Implications of inflation for India coalition

Implications of inflation for India coalition

New Delhi: Headline inflation in India may touch 11% for July, its sixth straight month in double digits, making high prices the single biggest political and policy challenge for a government voted in on a pro-poor agenda.

Why are prices high?

India’s headline inflation has been rising sharply since the middle of 2009 for several reasons -- a bad drought that hit farm output, higher fuel prices, supply bottlenecks. and demand-side pressures in an economy growing at around 9%.

Both consumer and wholesale price indices are now in double-digits, making Indian inflation the highest by far among large economies. Other factors fuelling price rises are the fact factories running at capacity, skills shortages, and a 33 percent annual rise in urban housing costs.

What could be the political fallout?

A year-long spell of double-digit food inflation has sparked street protests, and two weeks ago the opposition blocked parliamentary proceedings for a week over the issue.

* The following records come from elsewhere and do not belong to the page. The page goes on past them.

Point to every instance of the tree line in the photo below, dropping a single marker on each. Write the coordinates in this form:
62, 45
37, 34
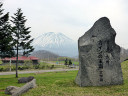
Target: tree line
14, 35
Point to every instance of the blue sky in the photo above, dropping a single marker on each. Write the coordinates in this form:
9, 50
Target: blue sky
72, 17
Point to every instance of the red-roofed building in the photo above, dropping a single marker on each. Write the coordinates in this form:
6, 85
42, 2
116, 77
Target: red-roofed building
21, 59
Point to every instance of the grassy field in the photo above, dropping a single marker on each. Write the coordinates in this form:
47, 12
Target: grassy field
62, 84
62, 62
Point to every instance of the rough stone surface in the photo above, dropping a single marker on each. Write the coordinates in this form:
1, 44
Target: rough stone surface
25, 79
99, 56
11, 89
25, 88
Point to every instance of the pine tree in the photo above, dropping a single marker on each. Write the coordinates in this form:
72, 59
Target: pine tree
21, 34
6, 44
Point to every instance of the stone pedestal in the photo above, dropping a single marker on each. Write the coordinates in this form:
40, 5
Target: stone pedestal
99, 56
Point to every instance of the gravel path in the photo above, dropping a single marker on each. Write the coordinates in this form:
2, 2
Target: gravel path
35, 71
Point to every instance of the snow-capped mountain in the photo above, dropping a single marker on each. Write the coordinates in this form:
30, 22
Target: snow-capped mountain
57, 43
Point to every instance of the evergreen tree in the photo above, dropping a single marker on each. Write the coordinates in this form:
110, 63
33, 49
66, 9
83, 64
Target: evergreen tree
6, 44
21, 34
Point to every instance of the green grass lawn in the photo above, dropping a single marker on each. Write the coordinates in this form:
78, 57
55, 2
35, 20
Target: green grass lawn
62, 62
62, 84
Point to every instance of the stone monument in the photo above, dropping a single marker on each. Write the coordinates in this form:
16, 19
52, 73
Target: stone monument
99, 56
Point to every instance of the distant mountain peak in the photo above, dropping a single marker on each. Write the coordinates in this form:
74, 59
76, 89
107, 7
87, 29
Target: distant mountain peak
57, 43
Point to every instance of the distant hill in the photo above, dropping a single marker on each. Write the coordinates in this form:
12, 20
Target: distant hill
45, 55
57, 43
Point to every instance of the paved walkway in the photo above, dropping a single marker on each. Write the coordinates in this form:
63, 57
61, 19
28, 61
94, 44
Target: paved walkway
35, 71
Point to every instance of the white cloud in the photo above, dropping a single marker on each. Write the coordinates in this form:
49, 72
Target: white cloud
72, 17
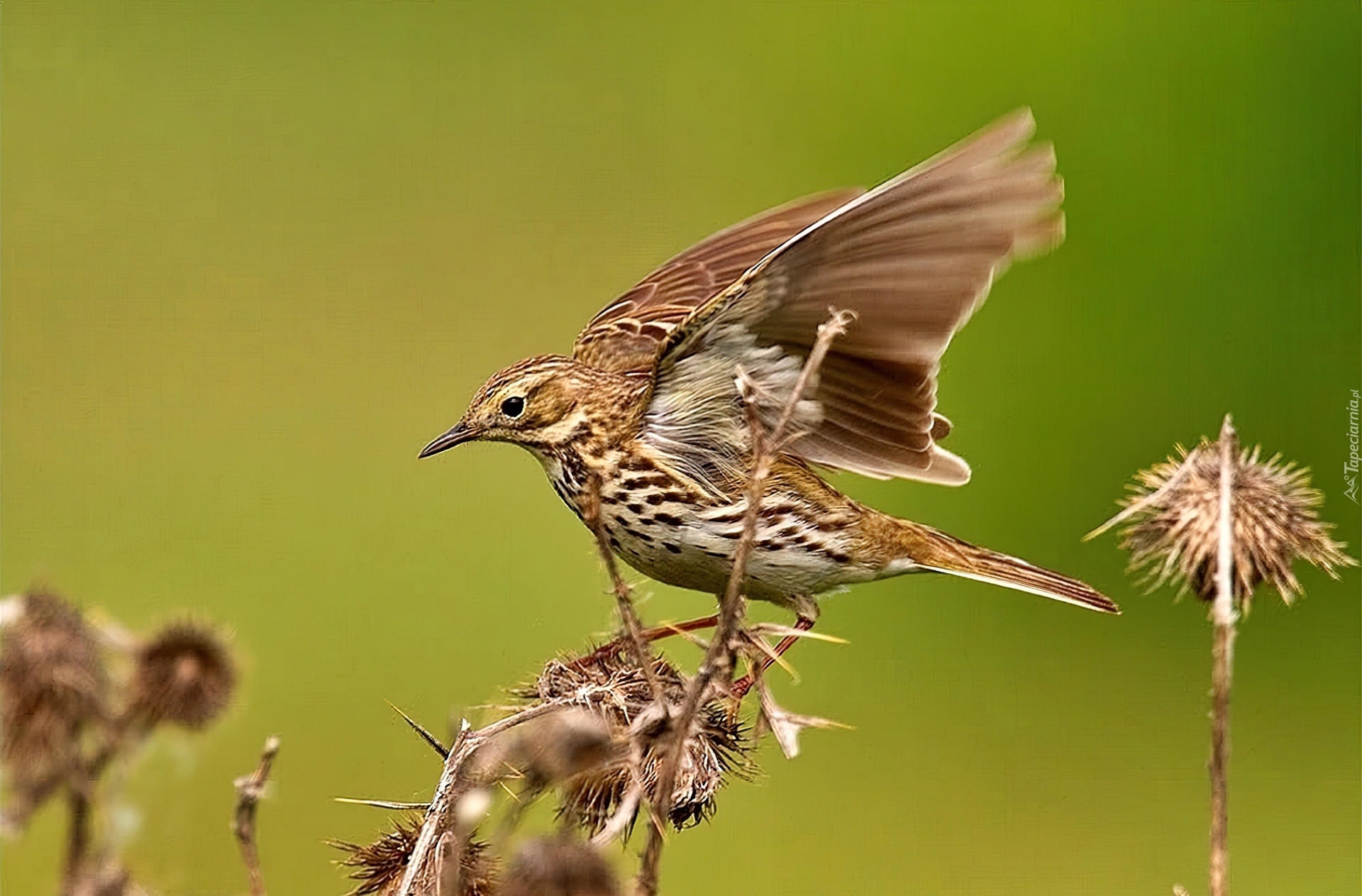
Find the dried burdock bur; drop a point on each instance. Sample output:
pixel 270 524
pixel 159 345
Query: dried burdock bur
pixel 377 866
pixel 1175 508
pixel 184 676
pixel 560 866
pixel 53 687
pixel 612 687
pixel 559 746
pixel 108 880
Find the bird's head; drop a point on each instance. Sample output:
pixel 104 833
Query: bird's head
pixel 541 404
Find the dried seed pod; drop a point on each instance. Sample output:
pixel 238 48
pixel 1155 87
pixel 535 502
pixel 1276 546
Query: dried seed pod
pixel 560 866
pixel 611 685
pixel 184 676
pixel 1175 511
pixel 53 687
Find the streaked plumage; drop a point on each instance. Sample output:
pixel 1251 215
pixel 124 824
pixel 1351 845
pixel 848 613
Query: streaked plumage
pixel 648 401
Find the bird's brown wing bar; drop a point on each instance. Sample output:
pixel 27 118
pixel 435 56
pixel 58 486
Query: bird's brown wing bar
pixel 630 334
pixel 913 258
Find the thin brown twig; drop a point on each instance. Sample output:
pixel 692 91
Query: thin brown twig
pixel 719 658
pixel 1222 669
pixel 623 592
pixel 250 792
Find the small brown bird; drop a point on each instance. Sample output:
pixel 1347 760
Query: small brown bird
pixel 650 405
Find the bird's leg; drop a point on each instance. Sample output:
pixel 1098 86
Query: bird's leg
pixel 743 685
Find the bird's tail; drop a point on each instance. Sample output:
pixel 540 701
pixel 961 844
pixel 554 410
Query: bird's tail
pixel 934 551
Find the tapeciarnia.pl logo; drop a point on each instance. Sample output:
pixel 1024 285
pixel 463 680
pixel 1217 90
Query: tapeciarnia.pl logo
pixel 1350 468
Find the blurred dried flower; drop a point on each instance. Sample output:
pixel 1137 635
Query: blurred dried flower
pixel 1175 512
pixel 560 745
pixel 53 685
pixel 379 865
pixel 184 676
pixel 560 866
pixel 611 685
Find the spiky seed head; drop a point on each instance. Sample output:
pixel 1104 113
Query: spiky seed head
pixel 53 685
pixel 611 685
pixel 1177 507
pixel 379 866
pixel 560 745
pixel 183 676
pixel 562 866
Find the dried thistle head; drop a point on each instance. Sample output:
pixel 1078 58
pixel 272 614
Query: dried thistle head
pixel 612 685
pixel 184 676
pixel 53 685
pixel 559 746
pixel 379 866
pixel 1175 512
pixel 560 866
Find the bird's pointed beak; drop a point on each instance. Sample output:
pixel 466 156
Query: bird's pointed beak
pixel 460 433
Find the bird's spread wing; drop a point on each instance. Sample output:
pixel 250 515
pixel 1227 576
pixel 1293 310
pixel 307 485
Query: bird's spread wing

The Congress party could be hit in major state elections in early 2011, including in eastern West Bengal and southern Tamil Nadu states. Inflation also worries Congress allies, two of which face elections in their stronghold states, and political expediency may force them to distance themselves from anything that angers voters.

But they are unlikely to bring down the government, and national polls are not until 2014.

What are the economic implications?

Stubbornly high inflation could dent economic growth, which is projected at 8.5% in the year ending March 2011. Aggressive monetary tightening to counter inflation could also lead to an increase in borrowing costs for the government which are projected at about $100 billion in the 2010-11 fiscal year.

It could also lead to a slowdown in the capital expenditure plans of corporates, possibly putting pressure on earnings.

A high interest rate economy also attracts more capital flows which will be useful for financing India’s current account deficit but could lead to a stronger rupee, hitting exports and putting pressure on the trade deficit.

Also, the government, with an eye on voters, has left open the option of intervening if global crude prices soar after lifting price controls on gasoline in June. If the government intervenes to subsidise fuel, it may impact efforts to keep the fiscal deficit below the forecast 5.5% of GDP in 2010-11.

Unless New Delhi accelerates efforts to improve farm output, it will be forced to rely more on costly imports and subsidies, exacerbating a stressed fiscal position.

What could the central bank do?

Inflation is now generalized and demand side pressures are clearly evident. The central bank has responded by raising interest rates four times since March, most recently on 27 July when it hiked the reverse repo rate by 50 basis points, more forcefully than expected to absorb excess cash.

With inflation a dominant concern and an economic recovery firmly in place, the stage appears set for more tightening. A Reuters poll after the 27 July policy review found economists expect the central bank to lift rates aggressively, with most forecasting a further increase in rates by 25 basis points by the end of September.

Will prices come down?

Unlikely in the near term. The growth-focused government appears resigned to elevated inflation, which has consistently outrun its forecasts.

Finance minister Pranab Mukherjee has said inflation is a price to pay for rapid growth. There are suggestions in the government of a “new normal" of inflation running at 6 to 8 percent, from the roughly 5 percent considered acceptable by policymakers in recent years.

Will a good monsoon help?

Maybe moderately.

Monsoon rains will slow rising food costs, while the base effect after a year of sharply rising prices will soon kick-in, pushing inflation down to single-digits. But other bottlenecks persist, including a gap between farm output and demand. High inflation has persisted despite tightening of monetary policy this year, including the shifting of the operative rate from the reverse repo to the repo.

But monetary policy is not enough to curb demand from India’s rural poor, who are spending their rising incomes on food. Foodgrain production has risen less than 1% a year in the past decade even as per capita incomes have roughly doubled.